Les apports d´aide publique au développement sont la principale source de financement extérieure des PMA. Ces fonds sont surtout affectés à l´amélioration des services sociaux et de l´infrastructure sociale, notamment aux mécanismes de gouvernance, au lieu de contribuer à accroître les capacités productives et à promouvoir le changement structurel et la diversification économique.

Les envois de fonds des travailleurs expatriés augmentent aussi. Bien qu´ils jouent un rôle direct dans l´atténuation de la pauvreté pour ceux qui en bénéficient, leur contribution au développement comme moyen de financement des investissements reste à prouver. D´après le rapport, ils ne devraient pas être considérés comme se substituant aux entrées de capitaux à long terme.

L´évolution générale des investissements dans les PMA ne se prête toujours pas à la réalisation des objectifs arrêtés lors de la Troisième Conférence des Nations Unies sur les pays les moins avancés tenue à Bruxelles en 2001 ou des objectifs du Millénaire pour le développement définis par l´Organisation des Nations Unies, même si le montant des investissements s´est accru, surtout dans les PMA exportateurs de pétrole.

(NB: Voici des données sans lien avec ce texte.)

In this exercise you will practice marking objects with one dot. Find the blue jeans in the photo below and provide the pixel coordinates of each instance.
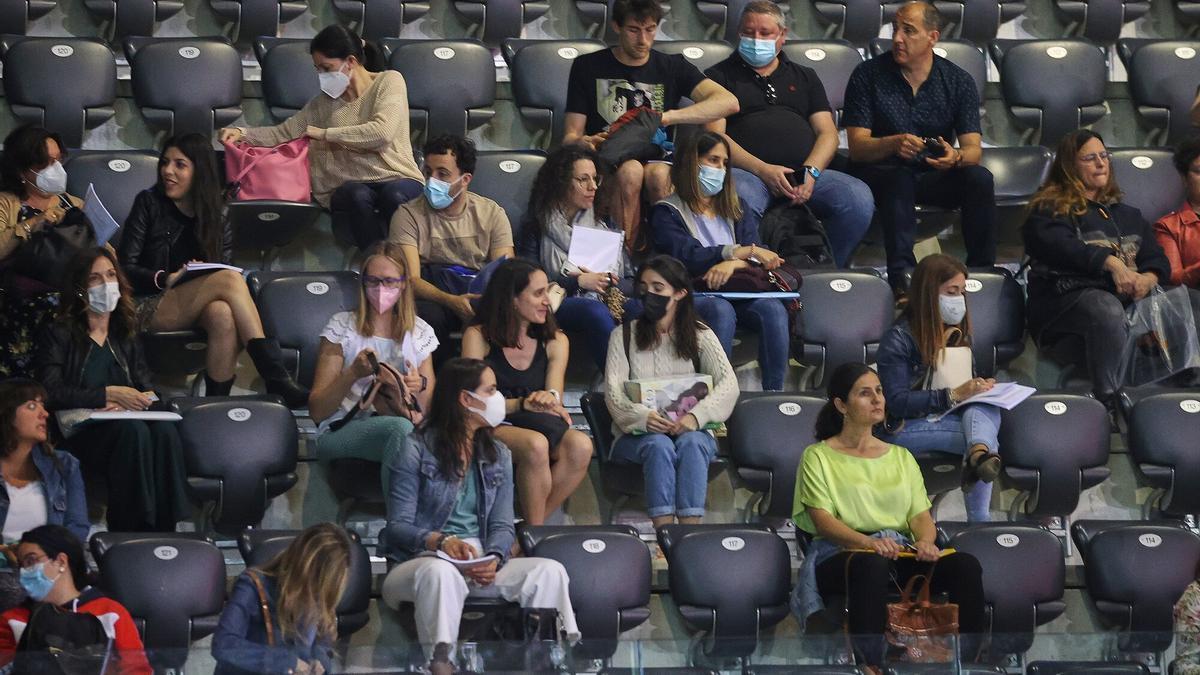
(768, 318)
(676, 470)
(843, 202)
(957, 432)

La grande illusion des dernières décennies a consisté à penser que l´investissement dans les secteurs productifs serait assuré par le secteur privé international grâce à un accès accru aux marchés internationaux de capitaux ou aux entrées d´IED. Mais l´IED s´est concentré dans quelques PMA et n´a pas contribué à nouer des liens forts avec le reste de l´économie. Il demeure essentiellement présent dans l´extraction de ressources naturelles, en particulier de pétrole et de minéraux.

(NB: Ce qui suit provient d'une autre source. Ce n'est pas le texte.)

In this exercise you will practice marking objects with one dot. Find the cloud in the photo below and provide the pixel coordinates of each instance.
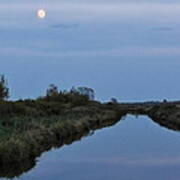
(99, 11)
(158, 51)
(64, 26)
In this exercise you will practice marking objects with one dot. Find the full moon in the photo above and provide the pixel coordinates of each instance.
(41, 13)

Afin de renforcer leur résilience économique, les PMA doivent accroître leur productivité agricole et diversifier leur économie dans le but de créer des emplois non agricoles. Comme il est expliqué dans les éditions précédentes du Rapport sur les pays les moins avancés, cela passe par un nouveau modèle de développement axé sur le renforcement des capacités productives et une réorientation privilégiant "un rattrapage" de croissance par rapport à une croissance tirée par les prix des produits de base.

Le rapport note aussi que les problèmes liés à la dette persistent dans ces pays, surtout dans les 34 PMA qui n´ont bénéficié d´aucun allégement au titre de l´Initiative en faveur des pays pauvres très endettés ou de l´Initiative d´allégement de la dette multilatérale lancées en 2006. En revanche, les 16 PMA dont la dette a été définitivement allégée au titre de ces initiatives ont enregistré de bons résultats. Dans huit d´entre eux, le taux de croissance a dépassé 6 % en 2005-2006 (Éthiopie, Malawi, Mauritanie, Mozambique, Niger, Ouganda, Sierra Leone et Zambie) et il a atteint entre 3 et 6 % dans les huit autres.

Pour la CNUCED, le ralentissement de l´économie mondiale laisse entrevoir une nouvelle baisse de la demande. Ce qui risque d´avoir des conséquences néfastes pour les perspectives de croissance des PMA, lesquelles dépendent largement de la hausse des prix du pétrole, des minéraux et des matières premières en Afrique et de la demande accrue d´articles manufacturés peu spécialisés et à forte intensité de main-d´œuvre dans les PMA asiatiques. Face au ralentissement mondial, la plupart des PMA rencontreront de grandes difficultés dans la période à venir. Pour les surmonter, les PMA et leurs partenaires de développement devront redoubler d´efforts afin d´améliorer la base productive et de remédier aux faiblesses structurelles dans ces pays.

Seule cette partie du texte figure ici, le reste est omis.